Finding a well-fitting shoe for your particular foot is even more important for hiking shoes than boots. A boot's higher ankle collars provide more lacing adjustment that is used to hold the foot in place in the footbed. A narrow foot in a wide shoe is more difficult to secure than in a wide boot. If you are new to shoes for the outdoors, a 1/2 or full size larger than casual shoes is a good place to start. The Brannock device, which gives both a length and width measurement of your foot when used by an experienced shoe fitter, provides valuable measurements to speed upsizing.
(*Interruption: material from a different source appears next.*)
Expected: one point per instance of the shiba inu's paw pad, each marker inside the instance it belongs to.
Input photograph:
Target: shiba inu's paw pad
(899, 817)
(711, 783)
You want to make sure that the shoe and size you choose secure your foot well so that there is no sliding of the heel up and down in the shoe. To avoid blisters, the tips of your toes should never touch the front of your shoe. Loosen the laces of the shoe, slide your foot all the way to the front. There should be about ½ inch of space, or your pinky finger width, behind your heel. When lacing the shoe up, slide your heel into the back of the shoe, and lace it up with even tension across your forefoot. Take a lap around the store, walk on some stairs or that fancy ramp some stores have, and note the feel and how well your heel stays put in the back of the shoe.
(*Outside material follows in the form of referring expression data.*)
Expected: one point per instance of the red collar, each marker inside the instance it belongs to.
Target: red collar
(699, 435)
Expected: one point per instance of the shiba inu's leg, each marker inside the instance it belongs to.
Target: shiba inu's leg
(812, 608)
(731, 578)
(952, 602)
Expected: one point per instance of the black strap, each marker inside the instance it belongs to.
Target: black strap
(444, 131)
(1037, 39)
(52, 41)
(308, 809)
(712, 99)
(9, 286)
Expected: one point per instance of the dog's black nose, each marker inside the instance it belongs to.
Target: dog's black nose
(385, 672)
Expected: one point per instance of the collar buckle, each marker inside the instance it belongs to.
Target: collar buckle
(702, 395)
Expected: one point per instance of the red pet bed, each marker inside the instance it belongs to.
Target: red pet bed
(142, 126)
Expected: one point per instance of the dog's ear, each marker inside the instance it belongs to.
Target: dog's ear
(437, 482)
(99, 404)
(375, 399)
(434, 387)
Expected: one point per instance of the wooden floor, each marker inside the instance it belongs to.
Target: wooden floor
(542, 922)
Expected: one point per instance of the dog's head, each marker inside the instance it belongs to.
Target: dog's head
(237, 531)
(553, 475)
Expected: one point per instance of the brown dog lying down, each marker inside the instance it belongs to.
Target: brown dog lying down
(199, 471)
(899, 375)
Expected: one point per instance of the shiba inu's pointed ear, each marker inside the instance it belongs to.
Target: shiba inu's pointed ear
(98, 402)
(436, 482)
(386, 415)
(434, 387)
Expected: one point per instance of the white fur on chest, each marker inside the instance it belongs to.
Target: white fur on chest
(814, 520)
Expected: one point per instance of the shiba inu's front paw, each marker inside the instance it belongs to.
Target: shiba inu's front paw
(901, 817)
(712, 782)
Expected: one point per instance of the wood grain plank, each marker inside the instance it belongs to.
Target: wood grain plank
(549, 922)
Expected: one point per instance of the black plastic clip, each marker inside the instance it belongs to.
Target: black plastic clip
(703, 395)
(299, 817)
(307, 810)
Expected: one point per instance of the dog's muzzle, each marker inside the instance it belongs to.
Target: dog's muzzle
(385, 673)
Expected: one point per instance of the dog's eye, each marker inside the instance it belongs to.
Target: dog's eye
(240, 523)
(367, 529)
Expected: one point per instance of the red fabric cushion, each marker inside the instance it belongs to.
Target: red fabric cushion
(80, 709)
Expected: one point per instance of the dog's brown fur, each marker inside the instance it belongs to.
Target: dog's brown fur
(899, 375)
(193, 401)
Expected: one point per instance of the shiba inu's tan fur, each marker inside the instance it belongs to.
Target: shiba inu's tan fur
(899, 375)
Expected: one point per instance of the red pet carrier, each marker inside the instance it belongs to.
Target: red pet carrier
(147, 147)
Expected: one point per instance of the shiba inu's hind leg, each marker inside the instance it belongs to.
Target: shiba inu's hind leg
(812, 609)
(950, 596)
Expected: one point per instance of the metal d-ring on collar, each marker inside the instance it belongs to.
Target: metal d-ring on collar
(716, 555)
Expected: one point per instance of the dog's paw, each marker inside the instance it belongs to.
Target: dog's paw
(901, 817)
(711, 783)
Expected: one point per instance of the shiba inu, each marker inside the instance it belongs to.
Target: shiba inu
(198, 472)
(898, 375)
As the final decision looms, many folks find themselves torn between two sizes. Our feet swell a little bit when we're out hiking, more so on long days. A thicker sock or substantial insole makes a slightly too big shoe fit well. But a shoe that is too small is too small. Pick the larger size if you're torn between two. Synthetic materials do not stretch as much as natural ones, so while a leather boot might soften and give the toe box a bit of room over time, most modern footwear will not.
Fine Tuning the Fit
A little fine-tuning does wonders to achieve the perfect fit. Using a little thicker sock helps folks with low volume feet get a snug fit without having to over-tighten the laces. If you're fitting a shoe you quite like, but have a little bit of heel slip, try a bit thicker sock. Or try a thinner sock with a half-size smaller. Compare one combo on your right and one on your left as you walk around.
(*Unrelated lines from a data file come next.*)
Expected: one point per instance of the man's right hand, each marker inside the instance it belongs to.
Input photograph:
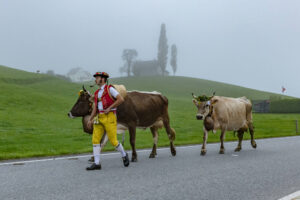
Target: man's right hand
(90, 123)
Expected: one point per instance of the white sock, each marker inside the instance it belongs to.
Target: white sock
(120, 149)
(96, 152)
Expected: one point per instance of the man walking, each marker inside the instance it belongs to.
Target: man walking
(103, 119)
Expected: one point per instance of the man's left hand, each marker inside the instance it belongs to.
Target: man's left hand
(107, 110)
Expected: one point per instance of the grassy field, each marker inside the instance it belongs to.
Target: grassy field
(34, 107)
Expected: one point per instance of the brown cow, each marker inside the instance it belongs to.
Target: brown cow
(226, 114)
(139, 110)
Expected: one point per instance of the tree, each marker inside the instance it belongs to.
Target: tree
(173, 60)
(128, 56)
(162, 55)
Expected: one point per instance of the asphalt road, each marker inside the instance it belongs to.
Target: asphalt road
(269, 172)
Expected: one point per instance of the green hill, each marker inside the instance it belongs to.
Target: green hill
(34, 107)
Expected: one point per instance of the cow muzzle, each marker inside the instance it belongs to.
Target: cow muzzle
(70, 115)
(199, 117)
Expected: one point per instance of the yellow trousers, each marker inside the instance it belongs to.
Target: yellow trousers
(106, 123)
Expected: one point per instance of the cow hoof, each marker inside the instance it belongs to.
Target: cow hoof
(238, 149)
(173, 152)
(203, 152)
(152, 155)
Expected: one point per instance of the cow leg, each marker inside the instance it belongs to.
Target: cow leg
(222, 149)
(203, 150)
(251, 129)
(132, 131)
(155, 139)
(240, 136)
(171, 134)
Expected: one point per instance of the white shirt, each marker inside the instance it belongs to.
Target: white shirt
(112, 91)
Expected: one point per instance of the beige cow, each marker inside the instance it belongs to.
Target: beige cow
(225, 114)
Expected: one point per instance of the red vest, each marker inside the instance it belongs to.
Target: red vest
(106, 98)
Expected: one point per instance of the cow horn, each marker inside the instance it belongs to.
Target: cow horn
(83, 88)
(194, 96)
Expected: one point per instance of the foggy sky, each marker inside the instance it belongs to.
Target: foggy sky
(253, 43)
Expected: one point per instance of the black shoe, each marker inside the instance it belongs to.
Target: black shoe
(94, 167)
(126, 160)
(92, 159)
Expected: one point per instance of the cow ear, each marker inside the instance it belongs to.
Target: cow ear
(91, 99)
(195, 102)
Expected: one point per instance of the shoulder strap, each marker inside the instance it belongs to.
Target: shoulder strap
(108, 87)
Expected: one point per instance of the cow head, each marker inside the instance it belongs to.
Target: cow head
(204, 106)
(83, 105)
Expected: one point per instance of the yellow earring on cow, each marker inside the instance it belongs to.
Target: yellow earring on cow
(80, 92)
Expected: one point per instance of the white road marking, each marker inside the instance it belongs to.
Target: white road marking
(293, 196)
(84, 156)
Shoes that have a traditional eyelet, or two close together, at the top of the lacing system provide you with the flexibility to experiment with lacing. With these traditional, through-the-shoe's upper eyelets, you can pass the lace through either from the inside or outside of the upper. Passing the lace from the outside to the inside of the upper snugs the ankle cuff a bit tighter. Two upper eyes allow you to use one or both.
Lots of hikers replace the stock insole, either from the start or as it begins to wear out, which is often long before the shoe itself is ready for retirement. Thicker or thinner insoles (don't be afraid to mix and match from your current shoes) help you adjust the fit of a shoe.